Halliday & Matthiessen (2014: 547):
Jill says something; this is a verbal event. To represent it, I use a ‘verbal’ clause Jill said, plus a quote of her verbal act ‘It’s raining’. The two have equal status (paratactic), because both are wordings. That is to say, both my locution Jill said and Jill’s locution it’s raining are lexicogrammatical phenomena. Fred thinks something; this is a mental event. To represent it, I use a ‘mental’ clause Fred thought, plus a report of his mental act (that) it had stopped. The two have unequal status (hypotactic), because one is a wording while the other is a meaning. That is to say, my locution Fred thought is a lexicogrammatical phenomenon, but Fred’s idea ‘that it had stopped’ is a semantic one.

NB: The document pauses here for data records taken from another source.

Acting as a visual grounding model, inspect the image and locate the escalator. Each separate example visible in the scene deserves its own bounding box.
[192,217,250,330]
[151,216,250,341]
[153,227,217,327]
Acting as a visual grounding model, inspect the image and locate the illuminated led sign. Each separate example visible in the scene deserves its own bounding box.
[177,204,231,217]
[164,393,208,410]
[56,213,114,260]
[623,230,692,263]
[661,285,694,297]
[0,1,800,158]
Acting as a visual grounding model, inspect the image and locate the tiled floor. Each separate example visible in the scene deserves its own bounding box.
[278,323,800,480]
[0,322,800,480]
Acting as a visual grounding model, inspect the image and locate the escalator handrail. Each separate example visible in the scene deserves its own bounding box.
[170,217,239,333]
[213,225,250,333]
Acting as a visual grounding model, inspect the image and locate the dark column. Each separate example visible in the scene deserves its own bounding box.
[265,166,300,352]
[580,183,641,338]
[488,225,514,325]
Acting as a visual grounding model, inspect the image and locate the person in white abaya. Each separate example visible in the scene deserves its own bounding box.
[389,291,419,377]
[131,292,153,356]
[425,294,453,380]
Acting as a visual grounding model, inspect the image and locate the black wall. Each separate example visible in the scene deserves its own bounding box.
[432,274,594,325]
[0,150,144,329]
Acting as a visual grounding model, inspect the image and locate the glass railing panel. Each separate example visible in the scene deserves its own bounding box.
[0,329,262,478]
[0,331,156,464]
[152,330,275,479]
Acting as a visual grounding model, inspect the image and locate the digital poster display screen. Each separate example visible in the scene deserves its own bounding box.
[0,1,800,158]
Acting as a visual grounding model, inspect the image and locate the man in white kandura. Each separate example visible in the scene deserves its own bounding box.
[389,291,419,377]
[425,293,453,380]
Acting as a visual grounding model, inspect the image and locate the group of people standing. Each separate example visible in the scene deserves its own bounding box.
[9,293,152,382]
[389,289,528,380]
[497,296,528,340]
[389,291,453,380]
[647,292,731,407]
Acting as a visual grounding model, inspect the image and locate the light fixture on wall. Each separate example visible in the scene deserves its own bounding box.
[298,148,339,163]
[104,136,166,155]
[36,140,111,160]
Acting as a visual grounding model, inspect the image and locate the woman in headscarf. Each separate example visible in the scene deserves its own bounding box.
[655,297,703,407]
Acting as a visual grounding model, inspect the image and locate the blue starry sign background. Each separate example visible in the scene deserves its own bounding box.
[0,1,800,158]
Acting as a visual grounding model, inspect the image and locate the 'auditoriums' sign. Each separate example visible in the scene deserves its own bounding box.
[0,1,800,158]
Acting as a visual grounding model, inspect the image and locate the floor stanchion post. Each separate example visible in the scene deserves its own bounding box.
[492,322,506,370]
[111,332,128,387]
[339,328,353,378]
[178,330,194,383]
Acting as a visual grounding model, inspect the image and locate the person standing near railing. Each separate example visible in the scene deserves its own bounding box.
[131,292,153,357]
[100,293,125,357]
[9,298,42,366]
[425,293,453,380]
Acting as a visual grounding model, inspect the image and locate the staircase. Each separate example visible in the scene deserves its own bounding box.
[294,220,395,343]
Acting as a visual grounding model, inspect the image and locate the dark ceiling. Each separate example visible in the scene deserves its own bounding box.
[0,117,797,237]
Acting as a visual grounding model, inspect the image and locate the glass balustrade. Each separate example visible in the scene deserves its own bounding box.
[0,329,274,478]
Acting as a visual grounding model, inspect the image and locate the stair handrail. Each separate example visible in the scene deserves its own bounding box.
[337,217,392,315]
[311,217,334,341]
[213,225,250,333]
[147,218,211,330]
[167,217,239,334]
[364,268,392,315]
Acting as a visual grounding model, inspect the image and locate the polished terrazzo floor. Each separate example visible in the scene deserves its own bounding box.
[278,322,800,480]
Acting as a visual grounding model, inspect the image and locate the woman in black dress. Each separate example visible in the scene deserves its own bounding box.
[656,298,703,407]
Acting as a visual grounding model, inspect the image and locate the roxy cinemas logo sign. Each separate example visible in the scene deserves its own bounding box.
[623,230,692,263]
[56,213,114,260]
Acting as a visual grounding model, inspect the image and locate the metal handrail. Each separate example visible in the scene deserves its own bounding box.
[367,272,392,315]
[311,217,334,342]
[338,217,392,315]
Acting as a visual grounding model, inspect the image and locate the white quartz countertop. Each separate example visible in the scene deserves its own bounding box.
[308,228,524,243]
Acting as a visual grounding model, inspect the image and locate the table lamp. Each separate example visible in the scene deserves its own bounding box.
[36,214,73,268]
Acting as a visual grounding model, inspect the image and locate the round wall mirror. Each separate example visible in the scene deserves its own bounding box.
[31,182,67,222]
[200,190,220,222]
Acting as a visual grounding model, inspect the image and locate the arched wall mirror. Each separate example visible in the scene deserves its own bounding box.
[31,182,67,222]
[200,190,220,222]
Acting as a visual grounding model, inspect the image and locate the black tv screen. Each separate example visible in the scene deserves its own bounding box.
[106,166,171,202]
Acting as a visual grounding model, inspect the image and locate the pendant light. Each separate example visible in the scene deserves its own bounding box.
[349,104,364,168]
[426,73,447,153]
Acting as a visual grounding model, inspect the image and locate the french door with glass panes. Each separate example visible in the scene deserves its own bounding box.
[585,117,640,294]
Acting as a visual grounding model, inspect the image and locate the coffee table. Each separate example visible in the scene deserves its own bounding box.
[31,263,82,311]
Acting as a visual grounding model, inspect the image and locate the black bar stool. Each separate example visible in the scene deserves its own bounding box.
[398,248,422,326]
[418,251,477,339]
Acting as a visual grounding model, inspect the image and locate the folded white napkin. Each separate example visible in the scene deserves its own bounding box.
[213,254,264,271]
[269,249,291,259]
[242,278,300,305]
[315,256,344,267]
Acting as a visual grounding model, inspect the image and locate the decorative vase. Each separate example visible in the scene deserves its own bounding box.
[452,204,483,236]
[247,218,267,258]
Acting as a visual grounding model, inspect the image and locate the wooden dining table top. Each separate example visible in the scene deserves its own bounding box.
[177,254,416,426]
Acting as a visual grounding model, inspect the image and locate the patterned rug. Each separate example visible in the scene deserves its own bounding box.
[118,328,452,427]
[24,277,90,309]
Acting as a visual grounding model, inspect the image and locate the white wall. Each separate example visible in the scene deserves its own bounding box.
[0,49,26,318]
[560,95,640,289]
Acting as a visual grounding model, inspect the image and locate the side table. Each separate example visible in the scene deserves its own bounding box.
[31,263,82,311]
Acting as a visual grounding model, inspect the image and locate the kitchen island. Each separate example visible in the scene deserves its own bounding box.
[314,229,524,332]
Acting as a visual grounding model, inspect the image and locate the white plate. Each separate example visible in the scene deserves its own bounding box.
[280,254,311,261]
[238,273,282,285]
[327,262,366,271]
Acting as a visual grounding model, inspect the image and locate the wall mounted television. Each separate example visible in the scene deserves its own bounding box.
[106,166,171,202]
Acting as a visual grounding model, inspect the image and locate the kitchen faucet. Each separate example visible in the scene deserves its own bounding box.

Thus parataxis is naturally associated with verbal projections and hypotaxis with mental ones. But, as we have seen, the pattern can be inverted. I can choose to report a verbal act, presenting a locution as a meaning; and I can choose to quote a mental act, presenting an idea as a wording. If we report speech, we do not commit ourselves to ‘the very words’: if I say Henry said he liked your baking, you would not quarrel with this even if you had overheard Henry expressing his views and knew that what he had actually said was That was a beautiful cake.

Blogger Comments:

To be clear, interdependency status turns on whether or not a clause in a nexus can 'serve on its own' (p509). Here Matthiessen claims, without supporting argument, that interdependency status turns on whether or not clauses in a nexus represent the same level of content, and concludes that there is a natural relation between verbal projection and parataxis and mental projection and hypotaxis.  That is, the argument is an instance of the logical fallacy known as petitio principii ('begging the question'), since the argument's premises assume the truth of its conclusion.